Patientengespräch: Wie viel Zeit ist notwendig?
Berlin/Witten/dpa. - Er spricht unverständlichen Medizinjargon, hört nicht richtig zu, schaut ständig auf den Computer - und schon nach wenigen Minuten ist alles vorbei. Im Gespräch zwischen Arzt und Patient läuft oft manches Grundsätzliche schief.
Viele Kranke sind unzufrieden mit der menschlichen Beziehung zu ihrem Mediziner. «Die Praxen sind meist rappelvoll», heißt es etwa bei der Kassenärztlichen Bundesvereinigung in Berlin. «Oft hat der Arzt keine andere Chance, als die Patienten relativ schnell durchzuschleusen.»
Doch der «Beziehungsmedizin» kommt eine Schlüsselrolle zu - denn der gute Draht zum Patienten kann auch den Behandlungserfolg beeinflussen. «Die ganz starke Vermutung lautet: Kommuniziert ein Arzt optimal mit einem Patienten, wird die Therapie viel effektiver», sagt Prof. Martin Schnell, Direktor des Instituts für Ethik und Kommunikation im Gesundheitswesen an der Privatuniversität Witten/Herdecke. Wenn der Kranke den Mediziner versteht, sei er meist einsichtiger und befolge die ärztlichen Ratschläge eher. Sonst landen manche verschriebenen Medikamente im Müll - unter anderem deshalb, weil die Nebenwirkungen im Beipackzettel so erschreckend klingen.
Dass sich Patienten nach wie vor über die «Drei-Minuten-Medizin» in Deutschland beklagen, führt der Allgemeine Patienten-Verband in Marburg vor allem auf das Vergütungssystem für Mediziner zurück. «Ärzte haben immer noch Interesse an einem möglichst hohen Patientendurchsatz, kurzen Gesprächen und unnötigen Leistungen, damit der Umsatz steigt», kritisiert Präsident Christian Zimmermann. Im Moment sei der chronisch Kranke, der alle drei Monate wiederkommt, der ergiebigste Patient.

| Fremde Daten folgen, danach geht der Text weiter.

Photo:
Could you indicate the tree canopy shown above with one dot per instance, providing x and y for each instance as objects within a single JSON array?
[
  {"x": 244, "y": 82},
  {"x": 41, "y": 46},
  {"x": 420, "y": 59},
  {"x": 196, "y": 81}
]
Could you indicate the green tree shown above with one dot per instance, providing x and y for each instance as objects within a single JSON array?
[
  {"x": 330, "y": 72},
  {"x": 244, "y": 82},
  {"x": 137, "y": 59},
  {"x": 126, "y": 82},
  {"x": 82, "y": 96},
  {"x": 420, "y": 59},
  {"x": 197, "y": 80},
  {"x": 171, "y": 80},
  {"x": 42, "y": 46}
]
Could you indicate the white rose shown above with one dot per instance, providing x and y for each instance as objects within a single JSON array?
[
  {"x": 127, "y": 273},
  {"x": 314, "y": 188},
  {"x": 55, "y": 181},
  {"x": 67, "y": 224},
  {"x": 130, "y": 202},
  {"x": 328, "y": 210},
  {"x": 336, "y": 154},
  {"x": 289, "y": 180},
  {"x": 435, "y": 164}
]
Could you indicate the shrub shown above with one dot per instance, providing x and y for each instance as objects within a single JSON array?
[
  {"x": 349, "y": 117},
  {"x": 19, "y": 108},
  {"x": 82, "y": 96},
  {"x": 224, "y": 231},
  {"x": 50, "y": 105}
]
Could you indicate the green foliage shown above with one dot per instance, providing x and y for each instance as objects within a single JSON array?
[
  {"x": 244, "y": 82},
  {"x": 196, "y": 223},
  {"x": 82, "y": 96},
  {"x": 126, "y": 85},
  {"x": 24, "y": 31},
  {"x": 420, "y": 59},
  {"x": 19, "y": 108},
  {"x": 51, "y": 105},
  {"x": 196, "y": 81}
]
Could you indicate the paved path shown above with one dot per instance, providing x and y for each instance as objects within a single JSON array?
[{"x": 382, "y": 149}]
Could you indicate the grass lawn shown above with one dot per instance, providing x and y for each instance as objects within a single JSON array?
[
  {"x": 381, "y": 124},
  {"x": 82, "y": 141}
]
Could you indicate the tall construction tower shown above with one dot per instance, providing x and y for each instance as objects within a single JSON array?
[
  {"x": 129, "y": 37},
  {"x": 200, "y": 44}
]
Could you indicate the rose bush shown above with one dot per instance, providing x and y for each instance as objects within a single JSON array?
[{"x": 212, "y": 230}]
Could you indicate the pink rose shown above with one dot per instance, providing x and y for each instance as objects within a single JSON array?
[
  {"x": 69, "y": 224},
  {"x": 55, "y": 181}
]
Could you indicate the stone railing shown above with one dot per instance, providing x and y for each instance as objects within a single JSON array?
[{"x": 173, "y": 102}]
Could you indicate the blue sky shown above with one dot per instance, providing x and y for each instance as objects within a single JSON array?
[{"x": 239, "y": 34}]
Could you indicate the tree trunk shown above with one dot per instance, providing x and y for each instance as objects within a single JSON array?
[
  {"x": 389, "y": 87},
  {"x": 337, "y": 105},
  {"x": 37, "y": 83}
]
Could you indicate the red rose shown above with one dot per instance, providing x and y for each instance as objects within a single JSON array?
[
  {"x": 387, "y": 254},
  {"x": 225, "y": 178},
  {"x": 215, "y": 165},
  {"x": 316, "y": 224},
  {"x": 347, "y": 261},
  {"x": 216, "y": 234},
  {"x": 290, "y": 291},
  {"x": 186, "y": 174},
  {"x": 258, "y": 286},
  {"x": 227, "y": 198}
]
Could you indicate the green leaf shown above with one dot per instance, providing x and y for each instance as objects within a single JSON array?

Der Internist und Sportmediziner Wolfgang Grebe aus dem nordhessischen Frankenberg plädiert dafür, dass Ärzte - auch bei Kassenpatienten - nach der Zeit für den Patientenkontakt bezahlt werden. «Nur mit einer besseren Honorierung hat man Zeit, sich mit dem Menschen zu beschäftigen. Damit würde man an die Wurzel des Problems herangehen.»
Wie lange ein Patient im Sprechzimmer sein sollte, lässt sich allerdings nur schwer beziffern. Beim ersten Besuch, bei dem auch die Krankheitsgeschichte erfasst wird, brauche ein Arzt mindestens eine halbe Stunde, ist Grebe überzeugt. Für eine Kontrolluntersuchung dagegen reichten 10 bis 15 Minuten. «Es gibt aber Berechnungen von Verbänden, die auf vier bis sieben Minuten kommen.» In manchen Praxen würden jeden Tag 120 bis 150 Patienten «durchgezogen».

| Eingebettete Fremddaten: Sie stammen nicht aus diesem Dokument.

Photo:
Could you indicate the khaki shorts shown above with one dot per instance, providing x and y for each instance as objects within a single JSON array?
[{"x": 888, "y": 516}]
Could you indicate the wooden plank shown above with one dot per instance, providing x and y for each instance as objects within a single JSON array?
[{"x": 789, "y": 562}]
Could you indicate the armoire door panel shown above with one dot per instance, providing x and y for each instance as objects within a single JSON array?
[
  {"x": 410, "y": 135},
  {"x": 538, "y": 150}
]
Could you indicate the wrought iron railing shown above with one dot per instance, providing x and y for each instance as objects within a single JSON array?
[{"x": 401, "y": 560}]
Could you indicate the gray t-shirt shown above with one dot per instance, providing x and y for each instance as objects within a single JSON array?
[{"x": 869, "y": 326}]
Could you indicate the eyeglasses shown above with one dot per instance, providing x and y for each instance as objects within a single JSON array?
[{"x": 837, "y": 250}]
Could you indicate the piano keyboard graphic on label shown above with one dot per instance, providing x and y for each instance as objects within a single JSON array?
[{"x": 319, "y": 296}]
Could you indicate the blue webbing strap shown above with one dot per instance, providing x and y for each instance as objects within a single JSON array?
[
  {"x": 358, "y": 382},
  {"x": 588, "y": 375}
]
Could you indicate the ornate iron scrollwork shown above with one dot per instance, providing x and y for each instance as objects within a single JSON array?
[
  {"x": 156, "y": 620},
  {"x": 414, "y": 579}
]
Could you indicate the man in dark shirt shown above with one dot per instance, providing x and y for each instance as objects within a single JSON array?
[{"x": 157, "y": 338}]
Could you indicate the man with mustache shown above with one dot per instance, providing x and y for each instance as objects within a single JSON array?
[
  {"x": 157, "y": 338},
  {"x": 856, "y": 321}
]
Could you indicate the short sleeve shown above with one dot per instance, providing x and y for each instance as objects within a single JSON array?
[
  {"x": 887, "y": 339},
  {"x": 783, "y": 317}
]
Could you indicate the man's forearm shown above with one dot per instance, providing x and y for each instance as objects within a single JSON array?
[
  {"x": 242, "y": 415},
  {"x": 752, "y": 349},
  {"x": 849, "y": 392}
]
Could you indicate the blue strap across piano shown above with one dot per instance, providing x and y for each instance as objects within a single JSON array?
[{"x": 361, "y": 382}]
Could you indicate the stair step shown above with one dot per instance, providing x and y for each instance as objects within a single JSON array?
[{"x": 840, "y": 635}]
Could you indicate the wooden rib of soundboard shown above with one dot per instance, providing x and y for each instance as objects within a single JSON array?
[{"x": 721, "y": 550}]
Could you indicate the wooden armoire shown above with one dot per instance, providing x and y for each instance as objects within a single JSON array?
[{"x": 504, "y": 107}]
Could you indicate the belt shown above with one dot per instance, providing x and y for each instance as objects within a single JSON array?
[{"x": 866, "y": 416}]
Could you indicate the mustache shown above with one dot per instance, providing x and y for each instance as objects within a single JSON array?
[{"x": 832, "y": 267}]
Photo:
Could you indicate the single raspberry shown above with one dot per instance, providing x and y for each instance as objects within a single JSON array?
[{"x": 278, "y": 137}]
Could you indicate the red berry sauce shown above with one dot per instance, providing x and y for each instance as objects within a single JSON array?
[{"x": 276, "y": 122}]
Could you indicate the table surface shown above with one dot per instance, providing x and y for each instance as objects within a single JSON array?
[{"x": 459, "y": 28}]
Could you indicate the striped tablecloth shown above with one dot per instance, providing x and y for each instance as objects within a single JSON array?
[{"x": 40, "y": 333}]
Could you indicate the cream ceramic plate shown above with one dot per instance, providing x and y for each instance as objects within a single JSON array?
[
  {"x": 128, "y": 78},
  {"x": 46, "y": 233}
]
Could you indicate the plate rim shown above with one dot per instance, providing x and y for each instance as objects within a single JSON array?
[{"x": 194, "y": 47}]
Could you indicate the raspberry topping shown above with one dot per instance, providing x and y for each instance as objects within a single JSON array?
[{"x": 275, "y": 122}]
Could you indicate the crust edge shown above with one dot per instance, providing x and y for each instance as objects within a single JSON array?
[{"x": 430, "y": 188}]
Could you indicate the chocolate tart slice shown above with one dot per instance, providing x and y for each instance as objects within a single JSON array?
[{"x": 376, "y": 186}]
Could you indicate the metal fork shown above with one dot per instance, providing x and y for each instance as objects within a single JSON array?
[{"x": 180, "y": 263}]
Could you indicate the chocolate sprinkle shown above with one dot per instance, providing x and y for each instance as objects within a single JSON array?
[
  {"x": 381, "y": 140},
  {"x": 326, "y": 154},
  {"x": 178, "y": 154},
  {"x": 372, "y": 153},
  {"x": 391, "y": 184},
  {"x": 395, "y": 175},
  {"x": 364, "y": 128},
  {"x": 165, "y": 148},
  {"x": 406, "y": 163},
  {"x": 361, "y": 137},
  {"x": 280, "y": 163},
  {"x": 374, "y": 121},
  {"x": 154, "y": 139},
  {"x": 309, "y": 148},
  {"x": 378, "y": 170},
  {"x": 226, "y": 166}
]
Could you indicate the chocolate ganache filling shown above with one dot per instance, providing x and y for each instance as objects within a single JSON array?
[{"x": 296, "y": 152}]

Doch wie kann ein Patient einen Arzt dazu bringen, ausführlich mit ihm zu reden? Der einhellige Rat der Experten: sich gut auf den Arztbesuch vorbereiten. «Man sollte sich vorher informieren und eine Liste mit Fragen aufschreiben», empfiehlt Ingolf Dürr vom Deutschen Grünen Kreuz (DKG) in Marburg. «Sonst ist man irgendwann in der Situation, dass man nur noch zuhört und sich nicht mehr traut zu fragen.» Informationsquellen könnten etwa das Internet sein, aber auch Gesundheitslexika, Krankenkassen oder das Gesundheitsamt.

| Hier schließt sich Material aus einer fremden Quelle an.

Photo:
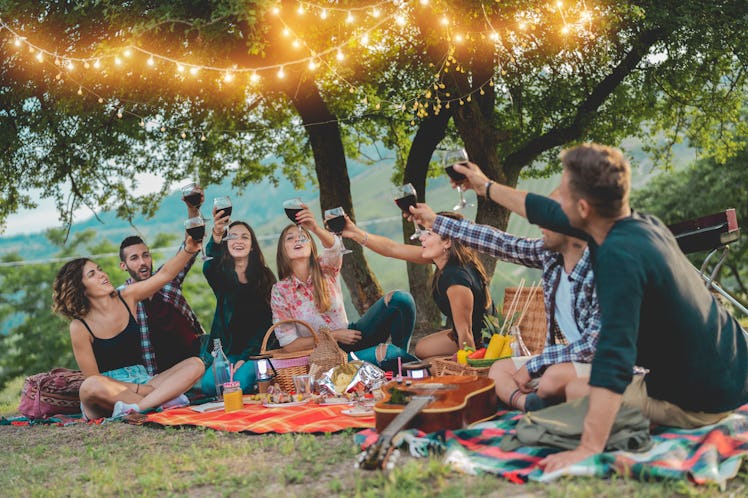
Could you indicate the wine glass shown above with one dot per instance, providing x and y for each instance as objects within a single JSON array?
[
  {"x": 195, "y": 228},
  {"x": 292, "y": 207},
  {"x": 452, "y": 157},
  {"x": 191, "y": 195},
  {"x": 335, "y": 223},
  {"x": 405, "y": 197},
  {"x": 223, "y": 203}
]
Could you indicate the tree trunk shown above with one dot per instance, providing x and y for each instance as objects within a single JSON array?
[
  {"x": 334, "y": 185},
  {"x": 430, "y": 132}
]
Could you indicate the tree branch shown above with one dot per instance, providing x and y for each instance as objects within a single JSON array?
[{"x": 586, "y": 111}]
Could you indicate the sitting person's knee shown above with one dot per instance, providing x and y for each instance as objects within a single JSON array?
[{"x": 399, "y": 299}]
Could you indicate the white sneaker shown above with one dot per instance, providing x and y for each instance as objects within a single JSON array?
[
  {"x": 121, "y": 409},
  {"x": 180, "y": 400}
]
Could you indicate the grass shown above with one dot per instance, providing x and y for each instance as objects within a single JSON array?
[{"x": 118, "y": 459}]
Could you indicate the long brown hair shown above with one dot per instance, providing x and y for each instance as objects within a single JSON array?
[
  {"x": 461, "y": 255},
  {"x": 320, "y": 292},
  {"x": 257, "y": 271},
  {"x": 68, "y": 292}
]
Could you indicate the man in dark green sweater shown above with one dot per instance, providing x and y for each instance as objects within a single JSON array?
[{"x": 655, "y": 310}]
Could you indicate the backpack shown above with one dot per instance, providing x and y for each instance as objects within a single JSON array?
[{"x": 51, "y": 393}]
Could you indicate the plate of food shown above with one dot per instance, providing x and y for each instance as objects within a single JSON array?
[{"x": 286, "y": 404}]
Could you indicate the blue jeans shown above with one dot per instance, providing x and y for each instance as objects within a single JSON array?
[
  {"x": 246, "y": 375},
  {"x": 394, "y": 320}
]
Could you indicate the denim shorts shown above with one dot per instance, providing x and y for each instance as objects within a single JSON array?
[{"x": 134, "y": 374}]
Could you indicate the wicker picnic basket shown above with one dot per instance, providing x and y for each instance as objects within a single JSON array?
[
  {"x": 287, "y": 364},
  {"x": 533, "y": 325},
  {"x": 532, "y": 329}
]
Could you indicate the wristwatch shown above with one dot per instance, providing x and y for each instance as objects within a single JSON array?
[{"x": 487, "y": 192}]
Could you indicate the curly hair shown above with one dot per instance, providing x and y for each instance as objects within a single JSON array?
[
  {"x": 69, "y": 294},
  {"x": 461, "y": 255}
]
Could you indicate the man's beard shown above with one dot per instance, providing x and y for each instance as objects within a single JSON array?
[{"x": 137, "y": 276}]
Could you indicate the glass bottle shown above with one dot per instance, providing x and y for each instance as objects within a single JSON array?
[{"x": 221, "y": 368}]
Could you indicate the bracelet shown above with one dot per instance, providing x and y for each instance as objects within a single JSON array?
[{"x": 488, "y": 189}]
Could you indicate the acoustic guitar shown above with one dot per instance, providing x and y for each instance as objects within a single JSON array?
[{"x": 448, "y": 402}]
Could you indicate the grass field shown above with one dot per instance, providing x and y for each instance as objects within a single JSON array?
[{"x": 118, "y": 459}]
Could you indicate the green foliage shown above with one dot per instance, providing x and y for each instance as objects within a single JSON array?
[{"x": 705, "y": 187}]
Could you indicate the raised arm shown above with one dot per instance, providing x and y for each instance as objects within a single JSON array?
[
  {"x": 510, "y": 198},
  {"x": 146, "y": 288},
  {"x": 383, "y": 245}
]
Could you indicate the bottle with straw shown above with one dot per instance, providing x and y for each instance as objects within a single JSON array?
[{"x": 232, "y": 393}]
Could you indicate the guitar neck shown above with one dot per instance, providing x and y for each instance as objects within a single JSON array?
[{"x": 413, "y": 408}]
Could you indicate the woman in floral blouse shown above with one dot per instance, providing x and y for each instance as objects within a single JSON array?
[{"x": 309, "y": 289}]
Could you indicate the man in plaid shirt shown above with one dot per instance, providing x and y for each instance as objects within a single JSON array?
[
  {"x": 572, "y": 311},
  {"x": 169, "y": 329}
]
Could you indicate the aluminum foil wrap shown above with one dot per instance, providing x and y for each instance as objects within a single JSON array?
[{"x": 354, "y": 377}]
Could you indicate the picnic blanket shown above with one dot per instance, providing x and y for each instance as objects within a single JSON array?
[
  {"x": 711, "y": 454},
  {"x": 259, "y": 419}
]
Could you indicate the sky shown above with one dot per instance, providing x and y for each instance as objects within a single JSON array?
[{"x": 46, "y": 216}]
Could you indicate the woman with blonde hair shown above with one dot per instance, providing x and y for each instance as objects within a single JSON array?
[
  {"x": 459, "y": 286},
  {"x": 106, "y": 339},
  {"x": 309, "y": 289}
]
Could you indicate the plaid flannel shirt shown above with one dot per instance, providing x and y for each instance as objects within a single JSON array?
[
  {"x": 169, "y": 293},
  {"x": 533, "y": 254}
]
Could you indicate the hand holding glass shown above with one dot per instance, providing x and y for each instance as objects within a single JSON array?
[
  {"x": 452, "y": 157},
  {"x": 405, "y": 197},
  {"x": 335, "y": 223},
  {"x": 293, "y": 207},
  {"x": 195, "y": 228}
]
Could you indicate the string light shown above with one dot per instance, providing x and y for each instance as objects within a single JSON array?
[{"x": 423, "y": 104}]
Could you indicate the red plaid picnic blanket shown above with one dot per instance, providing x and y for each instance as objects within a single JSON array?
[{"x": 260, "y": 419}]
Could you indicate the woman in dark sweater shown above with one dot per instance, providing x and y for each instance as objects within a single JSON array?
[
  {"x": 241, "y": 282},
  {"x": 459, "y": 288}
]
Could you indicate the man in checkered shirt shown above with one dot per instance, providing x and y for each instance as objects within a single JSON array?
[
  {"x": 169, "y": 329},
  {"x": 531, "y": 383}
]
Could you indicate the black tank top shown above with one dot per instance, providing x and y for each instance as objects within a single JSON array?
[{"x": 122, "y": 350}]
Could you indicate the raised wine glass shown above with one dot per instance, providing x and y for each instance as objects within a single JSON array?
[
  {"x": 292, "y": 207},
  {"x": 405, "y": 197},
  {"x": 452, "y": 157},
  {"x": 223, "y": 203},
  {"x": 191, "y": 195},
  {"x": 195, "y": 228},
  {"x": 335, "y": 223}
]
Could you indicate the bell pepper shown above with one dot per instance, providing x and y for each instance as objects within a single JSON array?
[
  {"x": 478, "y": 354},
  {"x": 463, "y": 353},
  {"x": 506, "y": 348},
  {"x": 494, "y": 346}
]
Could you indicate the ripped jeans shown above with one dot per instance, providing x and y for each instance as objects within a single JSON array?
[{"x": 393, "y": 320}]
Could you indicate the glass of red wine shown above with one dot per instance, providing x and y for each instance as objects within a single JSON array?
[
  {"x": 223, "y": 204},
  {"x": 452, "y": 157},
  {"x": 292, "y": 207},
  {"x": 405, "y": 197},
  {"x": 191, "y": 195},
  {"x": 335, "y": 223},
  {"x": 195, "y": 228}
]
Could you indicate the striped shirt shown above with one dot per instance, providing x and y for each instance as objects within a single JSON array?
[{"x": 532, "y": 253}]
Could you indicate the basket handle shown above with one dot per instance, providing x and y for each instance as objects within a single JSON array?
[{"x": 263, "y": 348}]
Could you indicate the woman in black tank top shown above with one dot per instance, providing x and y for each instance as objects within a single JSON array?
[
  {"x": 459, "y": 287},
  {"x": 106, "y": 337}
]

Bei Fachausdrücken muss man einfach nachhaken: «Meist lässt sich das zwar nicht mit einem Schlagwort, aber doch in zwei, drei Sätzen erklären.» Und auch wenn es ganz schwierig ist: Patienten sollten nach Ansicht des Ethik-Professors Schnell auf jeden Fall versuchen, «mal ein kritisches Wort mit ihrem Arzt zu reden». «Es hilft wirklich, wenn man das Verhalten des Arztes spiegelt - er merkt es zum Beispiel häufig gar nicht, dass er die ganze Zeit in den Computer guckt.» Wenn aber alles Reden nichts nützt, helfe nur ein klarer Schnitt, rät Schnell: «Den Arzt wechseln.»